Stendhal, La cartuja de Parma

La fiscal general del Estado, María José Segarra, visó el escrito presentado por el teniente fiscal del Tribunal Supremo en el que pide que no se investigue siquiera a Pablo Casado por cohecho e inducción a la prevaricación. Explicó más tarde públicamente que la Fiscalía comparte con la juez instructora Rodriguez-Medel que al líder del PP le regalaron el master aunque el cohecho está prescrito, así que tampoco piensan investigar su participación en la prevaricación.  La finta mental es suficientemente extraña, pero se agrava mucho más si recordamos el principio de unidad de actuación de la Fiscalía que unido al de dependencia jerárquica obliga a Segarra a asegurarse de que la postura del Ministerio Público es la misma para todos los afectados por el caso, sean estos cohechadores de ringorrango o de segunda fila. Esto no ha sido así. Los fiscales del Caso Máster han acompañado a la instructora en todo el procedimiento y no le han recurrido nada, pero nada de nada. La cosa es tan chusca que la propia Rodríguez-Medel, tras conocer ayer el informe, pidió inmediatamente a la Fiscalía -supongo que entre el cabreo, dado que encima Navajas le pone verde, y el recochineo por el ridículo fiscal- que se aclaren y le digan si consideran que ella también debe dejar de investigar al resto de los imputados que hicieron exactamente lo mismo que el privilegiado Casado y que incluso lo han confesado.
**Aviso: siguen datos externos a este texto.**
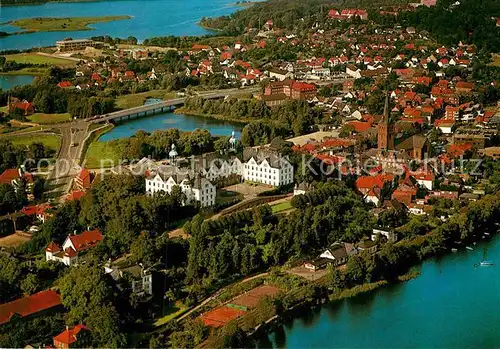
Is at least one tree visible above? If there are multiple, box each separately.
[326,265,346,292]
[21,273,42,295]
[59,260,125,347]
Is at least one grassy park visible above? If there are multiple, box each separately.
[271,201,292,213]
[116,90,175,109]
[5,52,76,67]
[10,16,132,32]
[9,133,61,154]
[84,141,120,168]
[28,113,71,125]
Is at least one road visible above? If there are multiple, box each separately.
[177,272,269,321]
[86,87,259,123]
[46,120,89,198]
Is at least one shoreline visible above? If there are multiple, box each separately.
[3,15,133,36]
[174,107,254,125]
[247,224,500,341]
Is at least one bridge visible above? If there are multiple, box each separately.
[85,88,258,123]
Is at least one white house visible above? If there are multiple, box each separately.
[45,229,104,266]
[104,263,153,297]
[146,167,216,207]
[243,147,293,186]
[363,187,382,206]
[320,243,348,266]
[371,228,398,242]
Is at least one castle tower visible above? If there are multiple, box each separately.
[377,92,394,150]
[168,143,179,164]
[229,130,238,151]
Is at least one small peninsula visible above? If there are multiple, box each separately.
[9,16,132,32]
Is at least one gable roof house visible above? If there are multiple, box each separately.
[0,290,61,326]
[52,324,90,349]
[45,229,104,266]
[320,243,347,266]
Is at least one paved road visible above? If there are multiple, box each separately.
[177,272,269,321]
[47,120,89,198]
[86,87,259,123]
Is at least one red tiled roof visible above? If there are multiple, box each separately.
[356,174,394,190]
[0,290,61,325]
[64,247,78,258]
[66,190,85,201]
[0,168,19,184]
[346,121,372,133]
[21,205,37,216]
[57,80,73,88]
[53,324,88,345]
[45,241,61,253]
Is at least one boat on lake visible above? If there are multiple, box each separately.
[481,248,493,267]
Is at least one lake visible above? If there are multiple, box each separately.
[258,234,500,349]
[0,0,246,50]
[0,75,35,90]
[99,112,244,141]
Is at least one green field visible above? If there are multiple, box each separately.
[28,113,71,125]
[271,201,292,213]
[116,90,175,109]
[5,52,76,67]
[8,133,61,153]
[153,302,188,327]
[0,67,48,76]
[10,16,131,32]
[84,141,121,168]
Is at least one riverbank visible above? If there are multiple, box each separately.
[7,16,132,34]
[0,0,101,7]
[258,233,500,349]
[174,107,254,125]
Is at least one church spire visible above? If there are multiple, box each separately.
[384,91,390,124]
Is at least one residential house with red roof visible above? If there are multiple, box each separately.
[57,80,73,88]
[52,324,90,349]
[0,168,35,195]
[75,168,94,191]
[21,202,52,223]
[9,97,35,115]
[0,290,61,326]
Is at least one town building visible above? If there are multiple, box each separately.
[104,263,153,297]
[0,290,61,326]
[45,229,104,266]
[377,94,394,150]
[371,228,398,242]
[52,324,91,349]
[146,166,217,207]
[75,168,94,191]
La fiscal general del Estado, tan respetuosa de la independencia de sus subordinados, va a tener que aclarar qué pasa ahora con la acusación en Madrid porque, aunque pretendiera también no injerir en el criterio de los fiscales territoriales, resulta que Madrid está sin fiscal jefe desde el viernes y no sé yo si dejar que esta papeleta la resuelva un segundo va a ser posible. Todo puede ser con Segarra, la fiscal general que está siendo tan respetuosa de la independencia de todos sus fiscales y tan celosa de demostrar la suya del Gobierno que está empezando a independizarse también de sus propias convicciones y criterios. La república independiente de la casa de Fortuny se decora con gestos y actos que tienen boquiabiertos e indignados a los propios y regocijados a los extraños.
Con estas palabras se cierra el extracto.